What kubelet does: ¶
- Watches for pods scheduled to this node
- Computes the desired state (which containers should exist)
- Calls the container runtime via CRI to create/start/stop containers
- Reports pod status back to the API server
- Manages pod lifecycle (liveness probes, restarts, etc.)
Where kubelet runs: ¶
# Usually a systemd service
$ systemctl status kubelet
# Configuration
$ cat /var/lib/kubelet/config.yaml
# Logs
$ journalctl -u kubelet -f
kubelet doesn’t create containers directly ¶
Before ~2017, kubelet had Docker-specific code built in. Now it uses the Container Runtime Interface (CRI) to talk to any compliant runtime.

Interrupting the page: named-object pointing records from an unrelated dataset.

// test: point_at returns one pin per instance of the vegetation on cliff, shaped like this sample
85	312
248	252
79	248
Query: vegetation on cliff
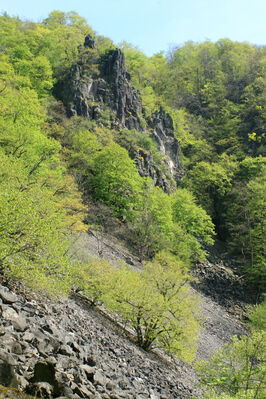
52	167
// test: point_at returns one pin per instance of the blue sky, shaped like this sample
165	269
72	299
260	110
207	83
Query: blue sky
155	25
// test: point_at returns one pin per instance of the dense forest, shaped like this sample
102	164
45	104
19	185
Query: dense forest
53	167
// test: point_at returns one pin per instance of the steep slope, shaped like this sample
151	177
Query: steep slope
68	349
90	94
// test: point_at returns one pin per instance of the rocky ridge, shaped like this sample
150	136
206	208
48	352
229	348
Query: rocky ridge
89	95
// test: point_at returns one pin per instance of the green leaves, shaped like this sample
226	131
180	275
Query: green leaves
156	302
238	369
32	243
116	181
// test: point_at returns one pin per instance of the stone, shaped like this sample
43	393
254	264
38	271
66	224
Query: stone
7	375
7	296
17	319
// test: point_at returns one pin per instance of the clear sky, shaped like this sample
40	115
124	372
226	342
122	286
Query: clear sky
155	25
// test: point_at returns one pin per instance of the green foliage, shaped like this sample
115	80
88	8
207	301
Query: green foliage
246	218
153	225
172	222
116	181
238	369
257	317
192	218
210	182
32	243
93	278
158	305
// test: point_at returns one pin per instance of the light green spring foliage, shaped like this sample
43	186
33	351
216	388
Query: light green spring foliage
238	369
156	302
32	244
257	317
246	218
116	181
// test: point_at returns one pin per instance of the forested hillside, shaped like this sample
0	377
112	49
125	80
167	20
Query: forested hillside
173	145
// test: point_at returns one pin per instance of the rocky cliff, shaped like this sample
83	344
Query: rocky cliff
88	94
68	349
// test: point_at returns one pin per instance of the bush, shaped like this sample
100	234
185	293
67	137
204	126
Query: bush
158	304
238	369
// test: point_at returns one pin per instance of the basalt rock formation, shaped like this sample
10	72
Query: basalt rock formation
89	94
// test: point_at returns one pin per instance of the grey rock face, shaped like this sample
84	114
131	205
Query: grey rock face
90	96
163	134
86	97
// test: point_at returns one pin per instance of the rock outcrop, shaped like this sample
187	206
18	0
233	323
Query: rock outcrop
86	96
91	95
68	350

kubelet -> CRI (gRPC) -> containerd
-> CRI-O
-> Docker (via cri-dockerd shim)
Layer 2: CRI (Container Runtime Interface) ¶
CRI is a gRPC API that kubelet uses to communicate with container runtimes. It defines two services:
RuntimeService: Container lifecycle
CreateContainer,StartContainer,StopContainer,RemoveContainerListContainers,ContainerStatusExecSync,Exec,Attach
ImageService: Image management
PullImage,ListImages,RemoveImage
CRI in action ¶
You can talk to CRI directly using crictl:
# List containers (like docker ps)
$ crictl ps
CONTAINER IMAGE CREATED STATE NAME POD ID
a1b2c3d4e5 nginx 2 hours ago Running nginx x1y2z3
# List pods
$ crictl pods
POD ID CREATED STATE NAME NAMESPACE
x1y2z3 2 hours ago Ready nginx-7d9fc5... default
# Pull an image
$ crictl pull nginx:latest
# Get container logs
$ crictl logs a1b2c3d4e5
# Exec into container
$ crictl exec -it a1b2c3d4e5 sh
Checking CRI endpoint ¶
# See what runtime kubelet is using
$ cat /var/lib/kubelet/kubeadm-flags.env
KUBELET_KUBEADM_ARGS="--container-runtime-endpoint=unix:///run/containerd/containerd.sock"
# Or from kubelet config
$ grep containerRuntime /var/lib/kubelet/config.yaml
Layer 3: containerd ¶
containerd is the most common container runtime in Kubernetes. It’s what Docker uses under the hood (Docker = containerd + additional tooling).
What containerd does: ¶
- Manages images — pulls, stores, unpacks OCI images
- Manages containers — creates, starts, stops containers
- Manages snapshots — filesystem layers (overlayfs)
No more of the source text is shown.